A man who I work with strode out of his office, looked at me as I came into the room and boomed ‘why do you always look so miserable’? ‘Just smile will you!’ I told him never to tell a woman to just smile but not one other person in the room (all men) said a word. The same guy thinks it’s fine to assume that I want his slightly aggressive sexual attention.

harshini

I work as a project manager and was recently part of a 9-to-5 workshop with upper management (all men of course.) During the meeting, our boss (the one everyone in the room ultimately reported to) made frequent references to how “the boys” can get the work done and how only “the boys” were responsible for the project, etc etc. Not only was this annoying, whenever he swore or otherwise was moved to profanity he was sure to point out in someway that there was a “lady” in the room or apologize to me – making it doubly uncomfortable for me. Later, I made sure to complain to my manager (who is working hard to be an ally) and he spoke to the boss directly relaying my concerns. I have yet to be part of another meeting with him though and I have almost zero hopes that the feedback would stick. Is this big enough to complain to HR?

A

I was sexually assaulted at work in 2018. The guy came back from drinking on his lunch break and came up behind me when I was working and groped my whole backside while crushing me between his whole body and the wall. I told HR who declined to do anything. Then in 2020 I was repeatedly sexually harassed by about 4 men I worked with who were essentially threatened by my work ethic/style and the fact that I had gotten a promotion over all of them. One stalked me at work while saying inappropriate sexual things to me. Another made inappropriate racial and sexual remarks to me. Another kept trying to coerce me into having lunch with him.

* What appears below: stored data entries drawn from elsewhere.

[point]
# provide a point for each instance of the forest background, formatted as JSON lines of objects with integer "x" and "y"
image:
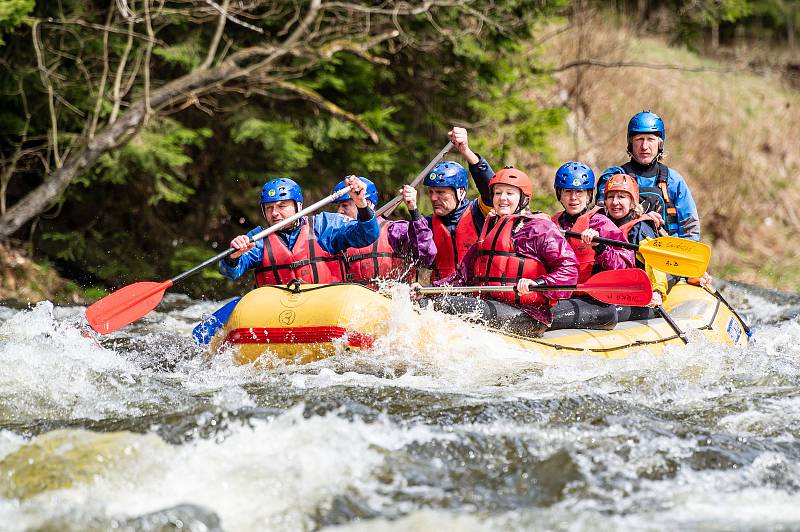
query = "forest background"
{"x": 136, "y": 134}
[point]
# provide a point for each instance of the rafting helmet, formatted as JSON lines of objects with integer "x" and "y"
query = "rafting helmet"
{"x": 646, "y": 122}
{"x": 515, "y": 178}
{"x": 448, "y": 174}
{"x": 576, "y": 176}
{"x": 372, "y": 191}
{"x": 281, "y": 189}
{"x": 623, "y": 182}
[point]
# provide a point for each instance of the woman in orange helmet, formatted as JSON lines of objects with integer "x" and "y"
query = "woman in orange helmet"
{"x": 514, "y": 248}
{"x": 621, "y": 193}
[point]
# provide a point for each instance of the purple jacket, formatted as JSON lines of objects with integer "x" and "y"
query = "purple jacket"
{"x": 412, "y": 240}
{"x": 539, "y": 239}
{"x": 607, "y": 257}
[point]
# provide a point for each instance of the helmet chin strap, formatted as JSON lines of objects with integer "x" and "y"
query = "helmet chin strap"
{"x": 298, "y": 207}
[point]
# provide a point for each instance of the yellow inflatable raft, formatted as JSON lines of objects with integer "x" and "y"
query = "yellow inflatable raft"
{"x": 312, "y": 321}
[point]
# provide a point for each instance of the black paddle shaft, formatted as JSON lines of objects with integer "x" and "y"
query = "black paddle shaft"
{"x": 608, "y": 241}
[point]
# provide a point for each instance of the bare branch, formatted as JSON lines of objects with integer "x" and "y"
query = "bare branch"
{"x": 630, "y": 64}
{"x": 223, "y": 11}
{"x": 117, "y": 98}
{"x": 327, "y": 105}
{"x": 45, "y": 76}
{"x": 212, "y": 48}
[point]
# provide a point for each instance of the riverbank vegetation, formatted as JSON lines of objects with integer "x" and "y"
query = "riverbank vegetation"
{"x": 136, "y": 134}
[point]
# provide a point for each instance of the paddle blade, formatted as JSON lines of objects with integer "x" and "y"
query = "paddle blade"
{"x": 677, "y": 256}
{"x": 629, "y": 287}
{"x": 125, "y": 306}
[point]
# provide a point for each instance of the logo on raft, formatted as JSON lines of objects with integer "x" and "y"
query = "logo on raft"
{"x": 734, "y": 330}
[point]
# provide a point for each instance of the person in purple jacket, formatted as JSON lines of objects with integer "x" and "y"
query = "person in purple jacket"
{"x": 574, "y": 186}
{"x": 401, "y": 247}
{"x": 514, "y": 248}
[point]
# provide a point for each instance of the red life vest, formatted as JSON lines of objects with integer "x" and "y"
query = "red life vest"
{"x": 306, "y": 260}
{"x": 497, "y": 262}
{"x": 451, "y": 247}
{"x": 583, "y": 252}
{"x": 627, "y": 226}
{"x": 375, "y": 260}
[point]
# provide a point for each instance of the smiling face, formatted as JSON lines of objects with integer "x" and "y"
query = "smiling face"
{"x": 574, "y": 200}
{"x": 443, "y": 200}
{"x": 505, "y": 199}
{"x": 618, "y": 204}
{"x": 348, "y": 208}
{"x": 644, "y": 147}
{"x": 278, "y": 211}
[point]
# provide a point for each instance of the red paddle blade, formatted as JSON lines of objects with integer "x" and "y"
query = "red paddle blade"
{"x": 629, "y": 287}
{"x": 125, "y": 306}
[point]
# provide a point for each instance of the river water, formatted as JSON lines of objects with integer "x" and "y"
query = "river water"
{"x": 140, "y": 431}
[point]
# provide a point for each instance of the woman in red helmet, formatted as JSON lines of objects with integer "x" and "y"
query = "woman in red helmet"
{"x": 514, "y": 248}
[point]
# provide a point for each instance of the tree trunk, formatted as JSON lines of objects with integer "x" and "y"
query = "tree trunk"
{"x": 112, "y": 136}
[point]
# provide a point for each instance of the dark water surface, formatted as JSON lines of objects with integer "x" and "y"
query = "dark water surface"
{"x": 140, "y": 432}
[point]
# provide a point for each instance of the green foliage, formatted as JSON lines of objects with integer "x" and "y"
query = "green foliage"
{"x": 281, "y": 150}
{"x": 207, "y": 281}
{"x": 12, "y": 14}
{"x": 158, "y": 155}
{"x": 187, "y": 54}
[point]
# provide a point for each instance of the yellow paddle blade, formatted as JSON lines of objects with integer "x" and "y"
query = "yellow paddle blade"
{"x": 677, "y": 256}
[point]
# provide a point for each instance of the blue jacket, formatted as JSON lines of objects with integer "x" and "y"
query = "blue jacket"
{"x": 335, "y": 232}
{"x": 688, "y": 225}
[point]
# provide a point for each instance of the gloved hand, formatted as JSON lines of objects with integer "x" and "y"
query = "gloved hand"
{"x": 524, "y": 285}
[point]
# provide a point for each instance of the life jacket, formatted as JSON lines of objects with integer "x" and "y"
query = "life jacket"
{"x": 583, "y": 252}
{"x": 497, "y": 262}
{"x": 451, "y": 247}
{"x": 656, "y": 199}
{"x": 627, "y": 226}
{"x": 375, "y": 260}
{"x": 306, "y": 260}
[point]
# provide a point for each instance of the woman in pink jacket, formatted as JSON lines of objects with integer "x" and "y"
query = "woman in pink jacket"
{"x": 514, "y": 248}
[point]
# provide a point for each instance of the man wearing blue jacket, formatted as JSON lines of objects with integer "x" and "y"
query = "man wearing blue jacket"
{"x": 308, "y": 248}
{"x": 662, "y": 190}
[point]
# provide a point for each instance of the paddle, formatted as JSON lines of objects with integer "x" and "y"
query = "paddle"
{"x": 714, "y": 292}
{"x": 672, "y": 324}
{"x": 131, "y": 302}
{"x": 389, "y": 207}
{"x": 204, "y": 331}
{"x": 670, "y": 254}
{"x": 618, "y": 287}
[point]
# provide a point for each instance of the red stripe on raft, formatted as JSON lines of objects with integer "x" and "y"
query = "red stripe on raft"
{"x": 298, "y": 335}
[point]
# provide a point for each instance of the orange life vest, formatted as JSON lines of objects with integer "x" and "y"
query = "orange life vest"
{"x": 306, "y": 260}
{"x": 497, "y": 262}
{"x": 451, "y": 247}
{"x": 375, "y": 260}
{"x": 583, "y": 252}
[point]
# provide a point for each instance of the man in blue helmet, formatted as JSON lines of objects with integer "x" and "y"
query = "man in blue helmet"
{"x": 400, "y": 247}
{"x": 456, "y": 221}
{"x": 308, "y": 249}
{"x": 663, "y": 191}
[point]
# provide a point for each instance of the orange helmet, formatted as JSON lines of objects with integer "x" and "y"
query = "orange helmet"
{"x": 515, "y": 178}
{"x": 623, "y": 182}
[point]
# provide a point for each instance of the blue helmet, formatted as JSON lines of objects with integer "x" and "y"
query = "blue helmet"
{"x": 281, "y": 189}
{"x": 646, "y": 122}
{"x": 372, "y": 191}
{"x": 447, "y": 174}
{"x": 574, "y": 175}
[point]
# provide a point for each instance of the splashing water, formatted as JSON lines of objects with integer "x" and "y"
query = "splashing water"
{"x": 140, "y": 430}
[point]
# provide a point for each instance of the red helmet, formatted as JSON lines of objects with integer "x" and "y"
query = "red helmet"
{"x": 515, "y": 178}
{"x": 623, "y": 182}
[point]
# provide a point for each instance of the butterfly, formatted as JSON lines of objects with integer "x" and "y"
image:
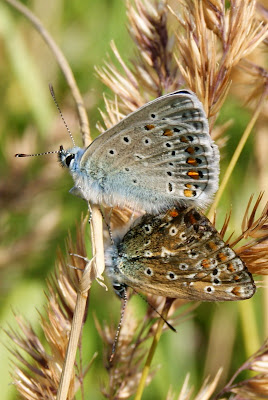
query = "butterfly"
{"x": 159, "y": 156}
{"x": 179, "y": 255}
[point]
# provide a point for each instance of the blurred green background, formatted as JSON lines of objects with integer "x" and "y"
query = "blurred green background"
{"x": 37, "y": 211}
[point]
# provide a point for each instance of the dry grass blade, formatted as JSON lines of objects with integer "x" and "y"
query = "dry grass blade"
{"x": 125, "y": 371}
{"x": 214, "y": 41}
{"x": 39, "y": 375}
{"x": 253, "y": 388}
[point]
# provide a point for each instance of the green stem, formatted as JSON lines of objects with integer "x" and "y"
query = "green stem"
{"x": 152, "y": 350}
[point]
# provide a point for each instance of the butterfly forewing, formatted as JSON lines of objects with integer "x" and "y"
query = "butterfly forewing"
{"x": 181, "y": 255}
{"x": 158, "y": 156}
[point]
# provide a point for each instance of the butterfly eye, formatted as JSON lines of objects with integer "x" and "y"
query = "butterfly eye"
{"x": 68, "y": 159}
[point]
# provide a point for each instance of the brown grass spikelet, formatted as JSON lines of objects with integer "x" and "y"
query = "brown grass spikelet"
{"x": 200, "y": 50}
{"x": 255, "y": 387}
{"x": 125, "y": 369}
{"x": 39, "y": 376}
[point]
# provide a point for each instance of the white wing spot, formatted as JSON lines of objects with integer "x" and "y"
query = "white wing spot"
{"x": 173, "y": 231}
{"x": 183, "y": 266}
{"x": 148, "y": 253}
{"x": 148, "y": 272}
{"x": 171, "y": 276}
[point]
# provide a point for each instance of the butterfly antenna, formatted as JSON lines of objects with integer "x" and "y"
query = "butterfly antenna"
{"x": 157, "y": 312}
{"x": 123, "y": 309}
{"x": 37, "y": 154}
{"x": 55, "y": 101}
{"x": 108, "y": 227}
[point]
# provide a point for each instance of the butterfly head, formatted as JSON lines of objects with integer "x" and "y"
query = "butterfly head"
{"x": 70, "y": 158}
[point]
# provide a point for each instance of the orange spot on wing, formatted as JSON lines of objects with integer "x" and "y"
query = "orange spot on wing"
{"x": 149, "y": 127}
{"x": 173, "y": 213}
{"x": 168, "y": 132}
{"x": 188, "y": 193}
{"x": 191, "y": 161}
{"x": 193, "y": 174}
{"x": 190, "y": 150}
{"x": 222, "y": 257}
{"x": 212, "y": 245}
{"x": 236, "y": 291}
{"x": 231, "y": 267}
{"x": 205, "y": 263}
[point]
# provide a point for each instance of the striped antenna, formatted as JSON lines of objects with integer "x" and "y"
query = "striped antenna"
{"x": 37, "y": 154}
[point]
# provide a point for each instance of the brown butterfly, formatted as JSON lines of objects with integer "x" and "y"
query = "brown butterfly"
{"x": 180, "y": 255}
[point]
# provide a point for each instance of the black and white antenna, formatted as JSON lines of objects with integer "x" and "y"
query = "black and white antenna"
{"x": 65, "y": 124}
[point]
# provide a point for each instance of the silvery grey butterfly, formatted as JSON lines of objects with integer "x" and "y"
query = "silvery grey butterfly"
{"x": 157, "y": 157}
{"x": 180, "y": 255}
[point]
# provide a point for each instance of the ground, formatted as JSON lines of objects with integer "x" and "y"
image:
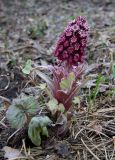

And the last trapped me in his car while talking about his sexual history and then tried to remove my glasses off my face while saying creepy sexual things to me even though I kept saying no and pulled away. When I tried to take things into my own hands via the legal system I was then shamed, judged, and blamed by the insurers and doctors involved. I reached out to family for help but they either couldn’t understand, didn’t care, or actively shamed/blamed/didn’t believe me. My friends have all left me due to my unresponsiveness and the fact that I pushed them all away. For two years now I have been struggling with mental and physical health due to all this stress which has left me agoraphobic and scared to leave my house alone. I also haven’t been able to get a new job so I’ve been jobless for two years and relying on dwindling savings and welfare.

A

“Could you write up the notes & actions please?” Male colleagues ask me to do this ALL the time, even those on the same level or more junior than me. They never offer to do it, and never ask a male meeting attendee. “No, I’m not your secretary, please take responsibility for writing up your own notes & actions.”